Stonewall’s census question exaggerated trans numbers
The transgender population of the UK may have been overestimated in the census, experts have said.
The statistics regulator is examining concerns raised by academics that the wording of the question about gender identity confused those whose first language is not English.
According to the Office for National Statistics (ONS), which is responsible for the census on behalf of the Government, 262,000 people, or 0.5% of the over-16 population, identified as transgender in England and Wales in 2021.
But Dr Michael Biggs, Associate Professor of Sociology at the University of Oxford, believes the question posed on gender identity may have been confusing for non-native English speakers.
Analysing the data, he found that one in every 67 Muslims in England and Wales identified in the census as transgender, a figure he says is “not plausible”. He also found those who did not speak English well were five times more likely to be transgender than those whose main language is English.
Rather than asking straightforwardly, “Are you transgender?” the census question posed was more like a riddle: “Is the gender you identify with the same as your sex registered at birth?”

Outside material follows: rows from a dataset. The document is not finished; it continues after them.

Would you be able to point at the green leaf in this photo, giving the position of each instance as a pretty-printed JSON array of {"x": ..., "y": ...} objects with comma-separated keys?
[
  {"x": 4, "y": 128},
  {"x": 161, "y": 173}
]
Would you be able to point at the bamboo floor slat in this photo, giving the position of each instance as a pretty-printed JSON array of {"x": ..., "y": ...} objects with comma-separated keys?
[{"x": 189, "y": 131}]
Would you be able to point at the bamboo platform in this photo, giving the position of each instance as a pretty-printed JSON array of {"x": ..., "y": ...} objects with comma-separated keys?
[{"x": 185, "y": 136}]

This has led, it appears, to people misunderstanding the question and answering ‘no’, perhaps thinking they are saying they are not transgender, when they mean ‘yes’, their ‘gender identity’ aligns with their biological sex. How many misunderstood it in this way is impossible to say, but the high proportion of people with poor English among the ‘transgender’ population indicates it is considerable.
Prof Biggs suggests the authors of the census “never thought about how a Bangladeshi grandmother or a Hungarian plumber will think about this question”.
The problem seems to stem from the involvement of Stonewall and other LGBT lobby groups in the preparation of the census. According to Prof Biggs, Stonewall was consulted on the inclusion of the gender identity question. The ONS says it trialled the question with “community testing at LGBT History Month events” – in other words, with those aware of the latest gender theory jargon, not the wider population.
What a mess, and what a wasted opportunity to get some accurate figures on the prevalence of transgenderism to inform public debate and decision-making. At C4M, we call on the ONS, Government and others not to use these skewed statistics, at least while the matter is being investigated by the regulator, and to take greater care in future to keep lobby groups at arm’s length.